Implementation:Datajuicer Data juicer RemoveNonChineseCharacterlMapper
| Knowledge Sources | |
|---|---|
| Domains | Data_Processing, Mapping |
| Last Updated | 2026-02-14 16:00 GMT |
Overview
Concrete tool for removing non-Chinese characters from text samples provided by Data-Juicer.
Description
RemoveNonChineseCharacterlMapper is a mapper operator that removes all characters outside the CJK Unified Ideographs range (U+4E00-U+9FA5) from text samples. It provides configurable options to preserve alphabetic letters, numbers, and/or punctuation alongside Chinese characters by constructing a regex character class dynamically. The regex is applied via re.sub to remove all non-matching characters in a batched operation.
Usage
Use when processing Chinese-language datasets where non-Chinese characters (stray Latin text, symbols, etc.) need to be stripped to produce pure Chinese-language training data.
Code Reference
Source Location
- Repository: Datajuicer_Data_juicer
- File: data_juicer/ops/mapper/remove_non_chinese_character_mapper.py
Signature
@OPERATORS.register_module("remove_non_chinese_character_mapper")

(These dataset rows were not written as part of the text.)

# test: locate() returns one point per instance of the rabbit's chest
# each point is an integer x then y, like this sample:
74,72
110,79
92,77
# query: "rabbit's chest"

class RemoveNonChineseCharacterlMapper(Mapper):
def __init__(self, keep_alphabet: bool = True, keep_number: bool = True, keep_punc: bool = True, *args, **kwargs):
Import
from data_juicer.ops.mapper.remove_non_chinese_character_mapper import RemoveNonChineseCharacterlMapper
I/O Contract
Inputs
| Name | Type | Required | Description |
|---|---|---|---|
| keep_alphabet | bool | No | Whether to keep alphabetic characters (default: True) |
| keep_number | bool | No | Whether to keep numeric characters (default: True) |
| keep_punc | bool | No | Whether to keep punctuation characters (default: True) |
Outputs
| Name | Type | Description |
|---|---|---|
| samples | Dict | Transformed samples with non-Chinese characters removed |
Usage Examples
process:
- remove_non_chinese_character_mapper:
keep_alphabet: true
keep_number: true
keep_punc: false